Recently, Shaun took a drive. This time he wasn’t blasting DJ Mantis. It was the mastered version of PERMANENT.RADIANT.

“I hadn’t heard it since I was done with production and was like, ‘I don’t fucking care if anyone likes this, I fucking love it!’” he smiles. “And that’s not me being arrogant. I’m all in on this. I love it. If other people love it? That’s cool. If they don’t, that’s fine. I was super-happy, super-proud, and super-thankful. I never take this shit for granted, so to still be doing music that’s hitting me here…”

Shaun smacks himself over his heart.

“To me, if you don’t feel like that, fucking don’t do it anymore, man. I never want to do this unless I’m putting all of myself into it.”

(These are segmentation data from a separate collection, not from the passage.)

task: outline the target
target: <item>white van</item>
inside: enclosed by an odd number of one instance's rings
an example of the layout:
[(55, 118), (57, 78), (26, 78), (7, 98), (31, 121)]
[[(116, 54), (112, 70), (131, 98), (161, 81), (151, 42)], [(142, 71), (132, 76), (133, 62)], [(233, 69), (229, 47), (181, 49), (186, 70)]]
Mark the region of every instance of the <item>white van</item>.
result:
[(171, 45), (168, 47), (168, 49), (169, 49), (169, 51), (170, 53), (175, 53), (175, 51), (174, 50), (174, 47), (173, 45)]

PERMANENT.RADIANT is, of course, just a precursor to a full album. K! asks Shaun about the big board behind him in his studio, the one mapping the progress of all Crosses’ tracks. How many do they have now?

Shaun swivels around in his chair to inspect it.

“I mean, there’s so many…” he says, incredulously.

The problem is every time Crosses get together to finish an old idea, they come up with a dozen new ones instead.

“The six songs people are hearing are just scratching the surface of the vast collection we’re sitting on,” says Chino, eagerly. “It’s like, ‘Which way do we go next?’”

And just like that, the legend of DJ Mantis lives on.